Residents Speak Out On Road

MAYOR HOSTS THIRD TOWN HALL MEETING

— The third mayor’s town hall meeting of 2011 gave residents an opportunity to ask questions and voice concerns about city goings-on Monday.

More than 50 people attended the meeting at St. James Missionary Baptist Church.

After hearing staff reports on recent emergency assistance in Joplin, Mo., city finances, street and trail construction and summer Parks and Recreation events, nine members of the public took the microphone to address Mayor Lioneld Jordan.

More than half of them focused on a plan for a temporary access road through the lawn east of Old Main at the University of Arkansas. According to university officials, the road would facilitate a number of construction projects on campus during a two-year period and would require minimal excavation. All damage would be repaired after construction is complete, but it would mean tearing down and rebuilding a stone wall along Arkansas Avenue and finding a route for construction vehicles to access campus.

So far, the proposal has been to run vehicles along Lafayette Street to the east.

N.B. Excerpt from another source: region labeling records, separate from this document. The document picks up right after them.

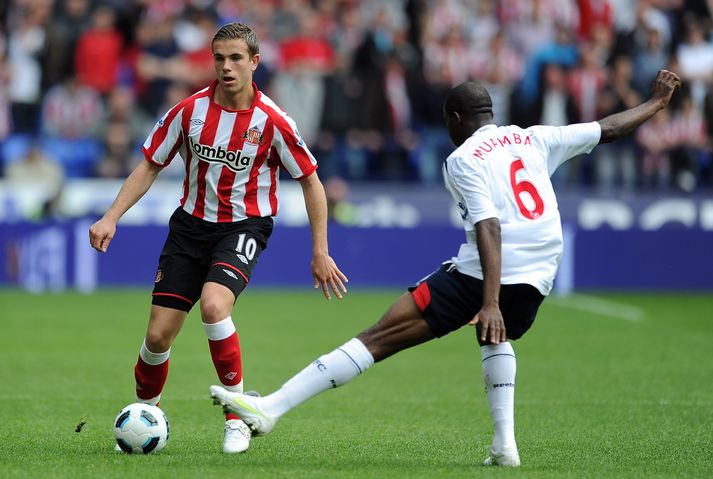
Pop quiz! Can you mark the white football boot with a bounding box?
[223,419,252,454]
[210,386,277,436]
[483,445,520,467]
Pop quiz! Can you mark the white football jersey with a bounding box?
[443,121,601,295]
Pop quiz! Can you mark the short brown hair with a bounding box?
[213,22,260,57]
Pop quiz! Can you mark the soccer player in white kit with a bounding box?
[89,23,347,453]
[210,70,680,467]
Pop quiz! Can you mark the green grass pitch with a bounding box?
[0,288,713,479]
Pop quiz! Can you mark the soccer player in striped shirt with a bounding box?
[210,70,681,467]
[89,23,347,453]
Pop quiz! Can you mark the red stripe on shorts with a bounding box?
[411,281,431,312]
[211,262,250,283]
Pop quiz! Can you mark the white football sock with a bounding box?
[480,342,517,452]
[260,338,374,417]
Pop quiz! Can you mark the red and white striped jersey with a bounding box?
[443,121,602,296]
[142,80,317,223]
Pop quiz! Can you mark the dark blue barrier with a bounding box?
[0,220,713,291]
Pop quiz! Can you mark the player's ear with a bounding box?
[250,53,260,72]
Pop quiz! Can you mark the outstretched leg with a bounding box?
[134,305,187,406]
[480,342,520,467]
[210,293,435,435]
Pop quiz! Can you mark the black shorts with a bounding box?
[409,263,545,340]
[152,207,272,311]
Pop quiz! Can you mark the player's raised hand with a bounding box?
[651,70,681,108]
[89,218,116,253]
[468,306,507,344]
[312,254,349,299]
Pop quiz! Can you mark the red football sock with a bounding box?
[134,342,171,405]
[203,316,243,420]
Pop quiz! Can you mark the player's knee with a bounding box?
[146,329,174,353]
[201,296,233,323]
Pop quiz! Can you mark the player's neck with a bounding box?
[213,83,255,110]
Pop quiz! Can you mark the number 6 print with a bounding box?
[510,159,545,220]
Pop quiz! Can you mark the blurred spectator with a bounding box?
[636,110,672,190]
[74,7,122,94]
[532,63,578,189]
[136,15,184,116]
[513,26,579,126]
[671,89,710,193]
[0,0,713,191]
[272,10,334,143]
[633,28,668,96]
[8,0,51,134]
[676,19,713,107]
[5,142,64,217]
[42,76,103,139]
[568,43,607,123]
[42,77,103,178]
[42,0,91,90]
[0,35,12,142]
[100,86,152,147]
[96,118,141,178]
[594,56,642,192]
[577,0,614,42]
[173,10,217,91]
[471,31,523,125]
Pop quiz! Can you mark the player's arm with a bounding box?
[470,218,507,344]
[89,161,161,253]
[599,70,681,143]
[299,172,349,299]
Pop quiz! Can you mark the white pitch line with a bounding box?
[549,294,646,322]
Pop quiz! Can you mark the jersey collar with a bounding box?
[471,123,498,136]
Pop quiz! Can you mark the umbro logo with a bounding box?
[223,269,238,279]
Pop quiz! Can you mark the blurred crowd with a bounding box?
[0,0,713,192]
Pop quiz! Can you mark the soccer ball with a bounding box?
[114,402,168,454]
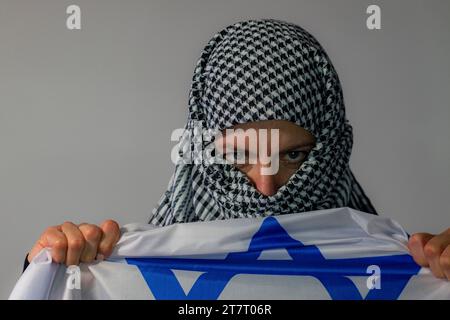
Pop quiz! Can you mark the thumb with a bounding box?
[408,232,434,267]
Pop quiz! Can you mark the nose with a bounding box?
[246,164,278,196]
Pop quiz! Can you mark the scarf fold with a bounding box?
[149,19,376,226]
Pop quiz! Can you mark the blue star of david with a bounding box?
[126,217,420,300]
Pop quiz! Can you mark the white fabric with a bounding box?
[10,208,450,299]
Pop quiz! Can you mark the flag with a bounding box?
[9,208,450,300]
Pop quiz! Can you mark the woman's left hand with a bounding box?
[408,228,450,280]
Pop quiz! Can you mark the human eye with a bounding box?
[224,150,247,164]
[281,150,308,164]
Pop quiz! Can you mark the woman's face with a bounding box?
[216,120,315,196]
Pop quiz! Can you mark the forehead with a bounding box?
[219,120,315,146]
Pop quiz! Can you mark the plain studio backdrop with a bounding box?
[0,0,450,298]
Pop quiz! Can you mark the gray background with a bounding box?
[0,0,450,298]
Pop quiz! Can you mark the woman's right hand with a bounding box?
[28,220,120,266]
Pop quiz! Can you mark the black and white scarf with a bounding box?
[149,19,376,226]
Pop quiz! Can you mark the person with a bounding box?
[27,19,450,279]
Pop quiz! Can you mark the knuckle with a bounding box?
[439,255,450,270]
[409,233,422,244]
[42,226,58,234]
[61,221,74,228]
[53,237,67,250]
[83,225,102,240]
[100,243,114,253]
[103,219,119,229]
[69,238,85,250]
[80,256,94,263]
[423,243,439,258]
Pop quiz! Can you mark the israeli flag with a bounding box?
[10,208,450,300]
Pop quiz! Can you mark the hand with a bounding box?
[28,220,120,266]
[408,228,450,280]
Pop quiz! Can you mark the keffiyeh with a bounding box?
[149,19,376,226]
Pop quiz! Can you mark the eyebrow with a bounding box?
[220,142,315,153]
[279,142,315,152]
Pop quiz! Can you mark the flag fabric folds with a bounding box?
[9,208,450,300]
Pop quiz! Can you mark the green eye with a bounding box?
[224,151,247,164]
[283,151,306,162]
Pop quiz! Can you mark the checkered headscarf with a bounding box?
[150,19,376,225]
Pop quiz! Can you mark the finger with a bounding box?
[408,233,434,267]
[78,223,102,262]
[423,232,450,278]
[61,222,86,266]
[28,226,67,263]
[98,220,120,260]
[439,246,450,280]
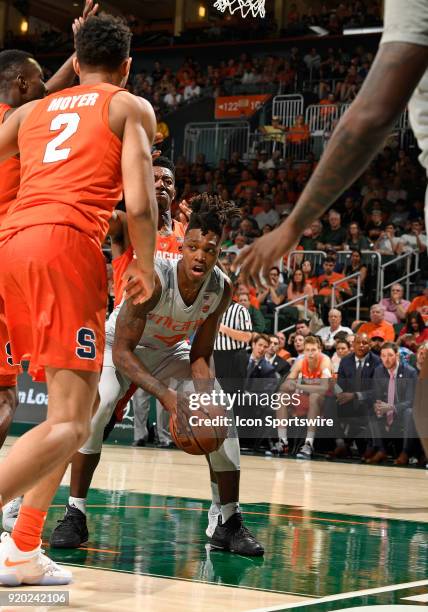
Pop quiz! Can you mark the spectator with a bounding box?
[183,79,201,102]
[265,336,290,378]
[256,198,279,229]
[257,266,287,314]
[358,304,395,342]
[399,219,427,253]
[326,333,381,459]
[316,308,352,351]
[318,210,346,251]
[366,342,417,464]
[343,249,368,295]
[373,223,402,256]
[276,332,291,361]
[343,221,370,251]
[399,310,428,353]
[238,291,266,334]
[285,336,332,459]
[331,336,351,377]
[380,283,410,325]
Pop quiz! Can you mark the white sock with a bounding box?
[68,496,86,514]
[221,502,239,525]
[211,481,220,506]
[278,427,288,445]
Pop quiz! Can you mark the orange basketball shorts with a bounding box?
[0,225,107,380]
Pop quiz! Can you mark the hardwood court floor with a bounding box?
[0,438,428,612]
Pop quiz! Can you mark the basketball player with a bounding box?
[2,156,185,532]
[51,194,263,556]
[280,336,333,459]
[0,0,98,448]
[234,0,428,284]
[0,15,156,586]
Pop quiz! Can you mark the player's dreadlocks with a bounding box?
[187,193,241,236]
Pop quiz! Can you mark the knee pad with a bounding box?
[209,437,241,472]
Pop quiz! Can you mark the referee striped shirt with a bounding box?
[214,302,253,351]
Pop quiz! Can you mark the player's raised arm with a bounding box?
[45,0,99,94]
[234,42,428,286]
[116,93,158,303]
[113,274,175,408]
[190,279,232,380]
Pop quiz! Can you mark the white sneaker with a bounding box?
[0,533,72,586]
[2,495,24,533]
[205,506,221,538]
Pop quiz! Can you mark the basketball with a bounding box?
[169,396,227,455]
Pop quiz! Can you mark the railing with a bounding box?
[380,251,420,300]
[330,272,363,321]
[274,295,310,334]
[272,94,304,127]
[184,121,250,164]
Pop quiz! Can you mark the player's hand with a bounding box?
[337,392,355,406]
[71,0,99,38]
[122,261,155,306]
[178,200,192,228]
[159,388,177,414]
[232,221,299,290]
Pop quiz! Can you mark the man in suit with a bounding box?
[330,333,381,459]
[367,342,417,464]
[265,336,291,379]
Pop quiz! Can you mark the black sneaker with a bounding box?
[211,512,265,557]
[49,504,89,548]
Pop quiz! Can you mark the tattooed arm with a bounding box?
[234,42,428,286]
[113,274,174,410]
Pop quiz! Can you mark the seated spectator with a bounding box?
[343,249,368,295]
[238,291,266,334]
[316,257,352,303]
[358,304,395,342]
[365,208,385,242]
[284,336,332,459]
[331,337,351,377]
[366,342,417,465]
[183,79,201,102]
[259,115,287,144]
[399,219,427,253]
[316,308,352,351]
[325,333,380,459]
[265,336,291,378]
[257,266,287,314]
[399,310,428,353]
[380,283,410,325]
[256,198,279,229]
[275,332,291,361]
[343,221,370,251]
[373,223,402,256]
[287,115,311,146]
[317,210,346,251]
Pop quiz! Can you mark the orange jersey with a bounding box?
[0,83,122,246]
[0,104,21,223]
[111,221,184,308]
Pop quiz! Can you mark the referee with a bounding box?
[214,302,253,393]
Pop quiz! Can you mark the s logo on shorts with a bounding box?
[76,327,97,359]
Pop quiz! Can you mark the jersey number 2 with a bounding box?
[43,113,80,164]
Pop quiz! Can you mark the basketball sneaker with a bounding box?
[211,512,265,557]
[49,504,89,548]
[2,496,24,533]
[205,504,221,538]
[0,533,72,586]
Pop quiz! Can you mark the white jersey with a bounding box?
[381,0,428,171]
[106,259,225,352]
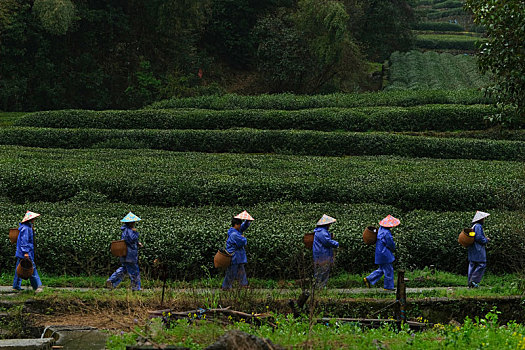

The university also has asked the city to limit parking on the north side of Lafayette during daytime hours.

“We don’t know what we can do, but we’d like to prevent that from happening,” said Evelyn Stilwell, who spoke against the access road Monday. “We think that’s a very special place that shouldn’t be destroyed in that way.”

Ward 2 resident Tom Kennedy acknowledged the access road would not be under city jurisdiction. But, he added, “It seems to me like there ought to be some way to put pressure on the university to alter its plan and come in from some other direction.”

Jordan said parking on Lafayette is something that would be a city decision, and he said Chris Brown, city engineer, is looking at how planned repairs to a bridge on Lafayette might conflict with the university’s construction timeline. The mayor did not give residents an indication, however, of what city officials plan to do in that regard.

Other speakers Monday addressed city emergency preparedness plans (residents can sign up for advance text message and email warnings at www.accessfayetteville.org) and drainage complaints as a result of recent flooding (the city’s Transportation Services Division is planning to reassign 18 workers to focus solely on drainage issues this year) along with other issues.

Two more town hall meetings — in Ward 3 and Ward 4 — are planned for later this year. Dates for those meetings have not been finalized.